2209話 地下決戦場
「見えたよ、あれが【亞樹ツバタ】の本体だね」
ようやく本体の御披露目ってわけだ!
そこには【石動故智】が言っていたようなトレント型のモンスターが根を張っている姿があった。
だが、気になるのは幹の至るところに太い線のようなものが走っており、それが脈動しているってことだ。
静脈や動脈に近いんだろうがそれよりも力強い感じがするな……
「ここが~こんなに簡単にバレるなんて予想外~
吾の~君たちに対する認識の誤りを直さないと~
普通は~最後までバレないことの方が多いのに~」
【亞樹ツバタ】の言うように、まぁ、普通ならこの場所まで辿り着くまで相当時間をかけて調べないといけないんだろうしな。

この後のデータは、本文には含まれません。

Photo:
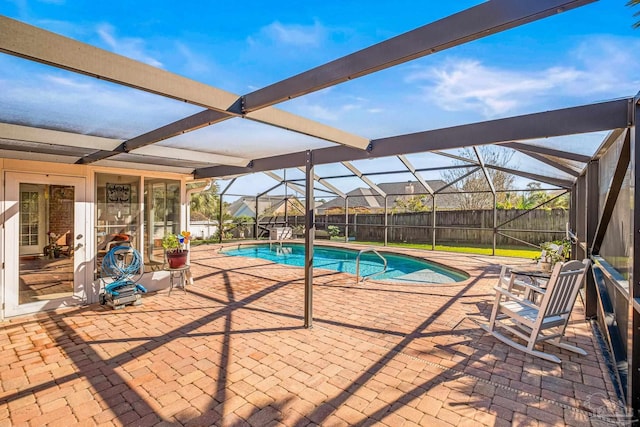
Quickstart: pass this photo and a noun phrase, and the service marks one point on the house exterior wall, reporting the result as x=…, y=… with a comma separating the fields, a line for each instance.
x=61, y=209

「だけど~ここに来てくれたから根っ子以外での攻撃も出来るようになったよ~
【樹木ー万葉の解】~」
攻め込まれた【亞樹ツバタ】だったが、これを逆に好機と捉えて新たな【生樹技能】である【樹木ー万葉の解】を使用してきた。
すると、【亞樹ツバタ】の上方に生えていた葉が攻撃へと変換されて俺たちの方へと飛んできたのだ!
謂わば葉っぱカッターだな!?
これだけの数全部を包丁で切り落とすのは流石に無理だ。
さっきの根っ子による攻撃とは違って手数が段違いだからな!?
というわけで手数を用意するか……
スキル発動!【天元顕現権限】!
さらにスキル発動!【花上楼閣】!
俺は天子の黄金色の左翼を生やして聖獣スキルの力を引き出せるようにした後、【花上楼閣】による花弁の弾丸をどんどんと飛ばしていくことで相殺を試みようとしたわけだ。
だが……
「手数は追いつかれたけど~出力が足りてないよ~
その選択は~誤り~」
そう、【亞樹ツバタ】の言うように手数が届いてもその全てで押されているので時間稼ぎにしかならなかったのだ!

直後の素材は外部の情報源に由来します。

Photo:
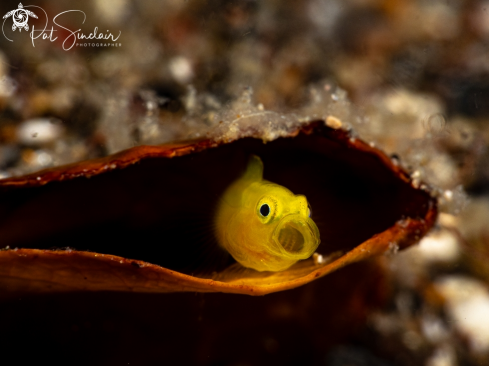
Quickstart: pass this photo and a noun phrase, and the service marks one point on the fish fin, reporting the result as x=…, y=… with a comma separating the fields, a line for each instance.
x=254, y=170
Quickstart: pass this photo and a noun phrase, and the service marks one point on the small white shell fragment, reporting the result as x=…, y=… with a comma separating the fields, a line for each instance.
x=333, y=122
x=181, y=69
x=439, y=246
x=38, y=131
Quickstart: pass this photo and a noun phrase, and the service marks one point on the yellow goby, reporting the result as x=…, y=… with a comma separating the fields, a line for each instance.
x=263, y=225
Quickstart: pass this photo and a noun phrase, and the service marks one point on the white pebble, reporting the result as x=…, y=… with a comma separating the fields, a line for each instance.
x=38, y=131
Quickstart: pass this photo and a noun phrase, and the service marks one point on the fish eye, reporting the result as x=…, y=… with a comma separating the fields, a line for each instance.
x=265, y=210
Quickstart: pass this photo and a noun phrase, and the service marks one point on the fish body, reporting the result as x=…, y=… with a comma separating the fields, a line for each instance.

やっぱりアバター自体のスペックの差がかなり響いてくるな……
同じような行動をしたらだいたい押し負けるのってかなり堪えるし……
「それならコッチが前に立つよ。
スキル発動、【隆起岩壁】」
【石動故智】は地面にピッケルを叩きつけると、そこから岩壁が盛り上がってきて葉っぱカッターたちを押し止めていた。
俺が事前に【花上楼閣】で勢いを減退させていたこともあってか、わりと余裕をもって守りに入れていたのもデカイな!

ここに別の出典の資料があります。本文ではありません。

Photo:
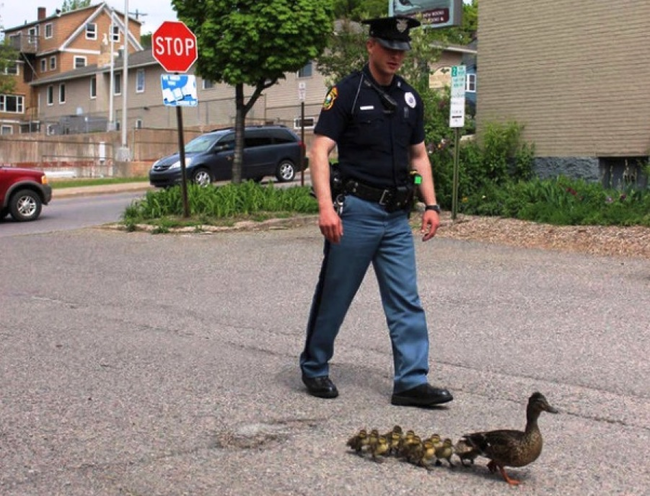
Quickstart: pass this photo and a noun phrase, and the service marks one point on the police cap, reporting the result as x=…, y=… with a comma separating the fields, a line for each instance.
x=392, y=32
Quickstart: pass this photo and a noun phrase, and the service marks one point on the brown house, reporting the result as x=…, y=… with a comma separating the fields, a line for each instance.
x=576, y=75
x=56, y=44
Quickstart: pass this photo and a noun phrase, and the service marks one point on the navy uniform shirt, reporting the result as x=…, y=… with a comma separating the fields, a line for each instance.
x=373, y=144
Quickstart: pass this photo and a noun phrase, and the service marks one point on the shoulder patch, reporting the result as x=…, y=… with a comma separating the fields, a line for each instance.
x=329, y=98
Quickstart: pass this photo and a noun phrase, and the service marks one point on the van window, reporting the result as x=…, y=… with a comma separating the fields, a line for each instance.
x=255, y=139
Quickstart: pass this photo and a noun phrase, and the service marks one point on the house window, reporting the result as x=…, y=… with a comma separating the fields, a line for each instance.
x=306, y=71
x=91, y=31
x=117, y=84
x=139, y=81
x=93, y=87
x=115, y=32
x=470, y=83
x=11, y=69
x=13, y=104
x=310, y=123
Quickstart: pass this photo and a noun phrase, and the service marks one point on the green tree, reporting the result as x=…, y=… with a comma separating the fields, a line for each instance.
x=250, y=42
x=69, y=5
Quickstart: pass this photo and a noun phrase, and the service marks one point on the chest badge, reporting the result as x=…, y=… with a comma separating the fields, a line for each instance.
x=409, y=98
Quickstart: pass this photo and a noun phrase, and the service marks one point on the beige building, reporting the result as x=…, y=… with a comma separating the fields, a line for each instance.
x=56, y=44
x=577, y=75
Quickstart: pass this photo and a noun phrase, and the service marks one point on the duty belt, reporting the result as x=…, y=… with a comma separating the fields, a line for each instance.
x=391, y=199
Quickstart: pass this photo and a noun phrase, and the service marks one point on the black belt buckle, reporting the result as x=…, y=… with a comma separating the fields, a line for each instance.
x=386, y=197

逆に言ってしまえば、MVPプレイヤー二人がかりで止めてこんな感じなので【亞樹ツバタ】の狙いは悪くなかったということだ。
俺一人でここにいたら片腕は少なくとも今の攻撃で消えていたな……
「壁で~防がれたよ~
でも~それなら吾にとっては好都合~」
【亞樹ツバタ】は攻撃が防がれたにも関わらず余裕そうな口ぶりをしているが、そりゃそうだろうな。
【亞樹ツバタ】にしてみれば俺たちの撃破は望ましいが、必ずしないといけないわけじゃない。
むしろ下手にリスクを負うくらいならこのまま持久戦を仕掛けて時間切れを狙うのが好都合とすら思っているんだろう。
時間切れになったら天昇箱庭側の勝利だからな。
「だったらコッチたちがリスクを負って【亞樹ツバタ】を倒しにいかないといけないよね。
……コッチがミチを切り拓くから【包丁戦士】は【亞樹ツバタ】に接近戦をするようにして欲しいよ」
【石動故智】が俺の進むミチを作ってくれるなら大助かりだ。
最前線でダメージを与えに行ってやろう!
「それなら、任せたよ。
スキル発動、【紅石鉱山】」
【石動故智】は地面にピッケルを打ちつけていくと、そこからルビーが前方に向かって生えてきて突き進んでいく。
……なるほど、【石動故智】の鉱人種族スキルの十八番といえばこれだったな!
俺はこのルビーの山の脇を進んでいき、一歩、また一歩と【亞樹ツバタ】との距離を詰めていっている。
当然接近を許したくない【亞樹ツバタ】は葉っぱカッターで俺を狙ってきているが、後方からピッケルを打ちつけている【石動故智】から放たれるルビーの山がその進路を妨害してくれているのでほぼ無傷で進み続けられているわけだ。